Anne Dudley Bradstreet was een stichtende moeder van drie steden in de Massachusetts Bay Colony: Boston, Cambridge (toen Newtowne), en de oorspronkelijke Andover Parish, nu bekend als North Andover, waar ze woonde en schreef voor de laatste helft van haar leven. Als eerste gepubliceerde dichteres van de Nieuwe Wereld stierf zij in North Andover in 1672.
In Haverhill en Amesbury vestigde zich de familie van John Greenleaf Whittier. Mr. Whittier was tijdens zijn leven zo geliefd dat zijn verjaardag als nationale feestdag werd gevierd.
Lawrence is de geboorteplaats van actrice Thelma Todd, componist/dirigent Leonard Bernstein en acteur/zanger Robert Goulet. Robert Frost bracht er zijn tienerjaren door, evenals zijn toekomstige vrouw, Elinor Miriam White. Zij waren co-valedictorians (1892) op Lawrence High School. Actrice Bette Davis en schrijver Jack Kerouac zijn in Lowell geboren.

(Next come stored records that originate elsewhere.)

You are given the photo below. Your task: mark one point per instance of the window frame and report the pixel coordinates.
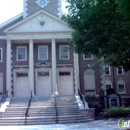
(46, 53)
(1, 59)
(109, 70)
(25, 53)
(90, 58)
(124, 88)
(118, 71)
(60, 52)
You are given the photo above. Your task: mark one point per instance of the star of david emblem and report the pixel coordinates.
(42, 3)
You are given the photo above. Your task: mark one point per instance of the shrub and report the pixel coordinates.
(117, 112)
(94, 102)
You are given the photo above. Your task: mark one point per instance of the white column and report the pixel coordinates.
(8, 68)
(76, 72)
(31, 67)
(54, 71)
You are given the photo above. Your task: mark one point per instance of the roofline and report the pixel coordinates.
(29, 17)
(2, 37)
(10, 20)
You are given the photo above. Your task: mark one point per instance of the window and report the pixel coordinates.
(21, 53)
(108, 86)
(107, 70)
(87, 56)
(121, 87)
(42, 53)
(1, 54)
(119, 71)
(64, 52)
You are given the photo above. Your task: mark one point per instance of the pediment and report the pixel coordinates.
(39, 22)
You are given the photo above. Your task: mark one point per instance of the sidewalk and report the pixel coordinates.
(107, 124)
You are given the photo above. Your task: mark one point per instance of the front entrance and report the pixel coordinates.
(65, 83)
(22, 85)
(43, 83)
(1, 82)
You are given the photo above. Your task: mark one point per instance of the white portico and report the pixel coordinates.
(42, 80)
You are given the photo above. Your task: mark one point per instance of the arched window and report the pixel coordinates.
(121, 87)
(89, 80)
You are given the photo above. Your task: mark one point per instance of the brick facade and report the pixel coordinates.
(52, 8)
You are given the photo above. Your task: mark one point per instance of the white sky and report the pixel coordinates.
(11, 8)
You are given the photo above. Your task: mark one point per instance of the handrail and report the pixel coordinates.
(56, 121)
(82, 98)
(27, 109)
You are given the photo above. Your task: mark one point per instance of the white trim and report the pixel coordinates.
(122, 71)
(71, 74)
(25, 9)
(87, 58)
(2, 37)
(15, 71)
(122, 83)
(60, 52)
(32, 16)
(46, 53)
(1, 60)
(10, 21)
(109, 70)
(36, 76)
(59, 8)
(25, 53)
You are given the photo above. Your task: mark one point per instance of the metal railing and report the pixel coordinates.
(27, 109)
(82, 98)
(56, 121)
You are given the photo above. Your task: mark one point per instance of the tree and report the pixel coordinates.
(101, 29)
(124, 7)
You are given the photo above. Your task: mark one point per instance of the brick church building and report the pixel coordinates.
(34, 56)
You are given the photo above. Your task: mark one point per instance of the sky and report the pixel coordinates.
(11, 8)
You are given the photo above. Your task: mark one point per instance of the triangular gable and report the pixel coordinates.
(39, 22)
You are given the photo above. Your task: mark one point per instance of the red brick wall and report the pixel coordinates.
(33, 7)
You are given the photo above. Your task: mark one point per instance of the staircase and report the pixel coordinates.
(15, 113)
(41, 111)
(59, 110)
(68, 111)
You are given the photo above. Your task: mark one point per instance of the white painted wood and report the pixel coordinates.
(22, 84)
(54, 75)
(31, 67)
(8, 68)
(1, 82)
(76, 73)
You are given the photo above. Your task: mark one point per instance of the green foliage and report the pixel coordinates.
(94, 102)
(117, 112)
(100, 29)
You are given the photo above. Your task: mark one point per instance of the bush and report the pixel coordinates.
(117, 112)
(94, 102)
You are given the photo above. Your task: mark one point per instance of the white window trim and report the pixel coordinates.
(25, 53)
(109, 70)
(39, 53)
(122, 71)
(87, 58)
(60, 52)
(1, 60)
(109, 84)
(124, 88)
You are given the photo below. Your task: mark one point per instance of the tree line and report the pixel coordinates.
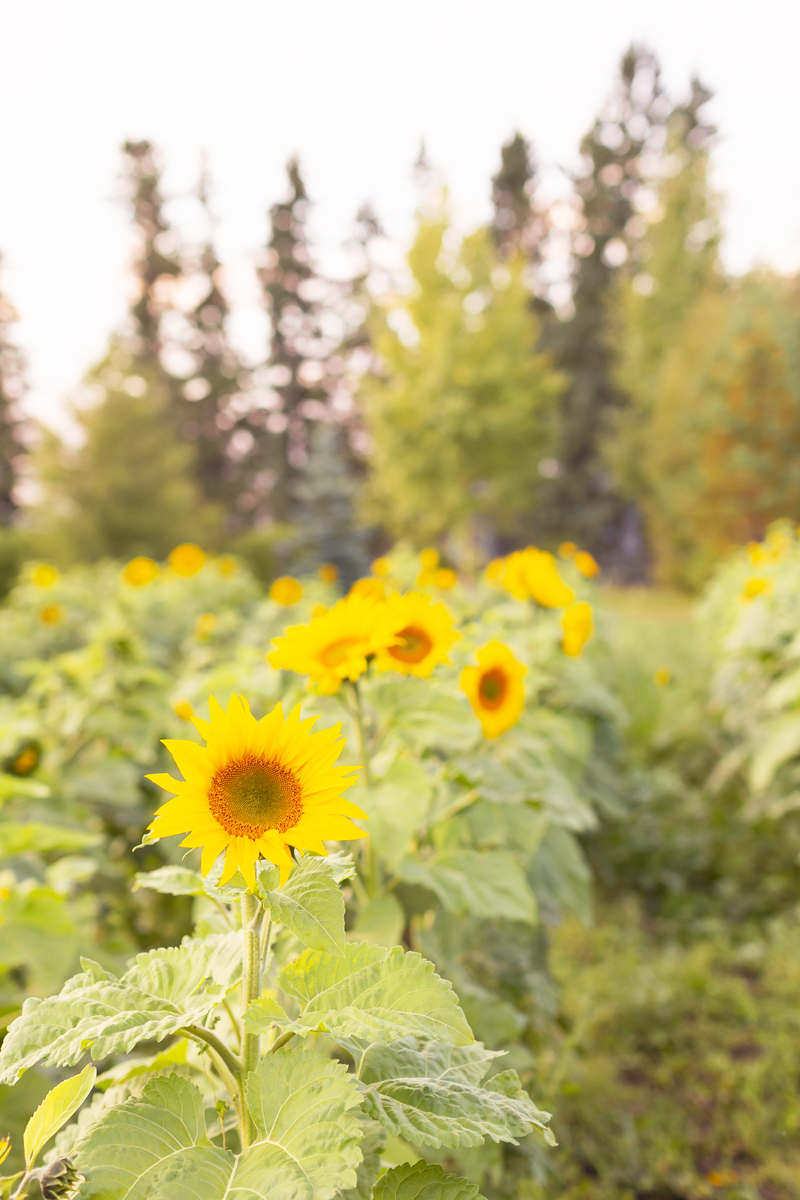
(579, 370)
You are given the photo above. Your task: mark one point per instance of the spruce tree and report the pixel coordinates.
(13, 427)
(298, 351)
(581, 501)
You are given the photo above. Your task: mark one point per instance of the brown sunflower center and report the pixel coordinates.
(414, 646)
(493, 688)
(250, 796)
(335, 654)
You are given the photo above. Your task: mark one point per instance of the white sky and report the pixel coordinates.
(352, 85)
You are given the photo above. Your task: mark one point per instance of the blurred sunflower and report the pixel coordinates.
(423, 633)
(337, 643)
(140, 571)
(494, 688)
(578, 628)
(187, 559)
(257, 789)
(286, 591)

De Merrimack Valley is een van de weinige plaatsen in de Verenigde Staten waar het kaartspel Forty-fives populair is.
De vooraanstaande kostscholen van de Merrimack Valley, zoals Brooks School in North Andover, Massachusetts; Phillips Academy in Andover, Massachusetts; St. Paul’s School in Concord, New Hampshire; en The Governor’s Academy in Newbury, Massachusetts, bieden culturele instellingen aan het publiek, waaronder de Addison Gallery of American Art en het Robert S. Peabody Museum of Archaeology in Andover.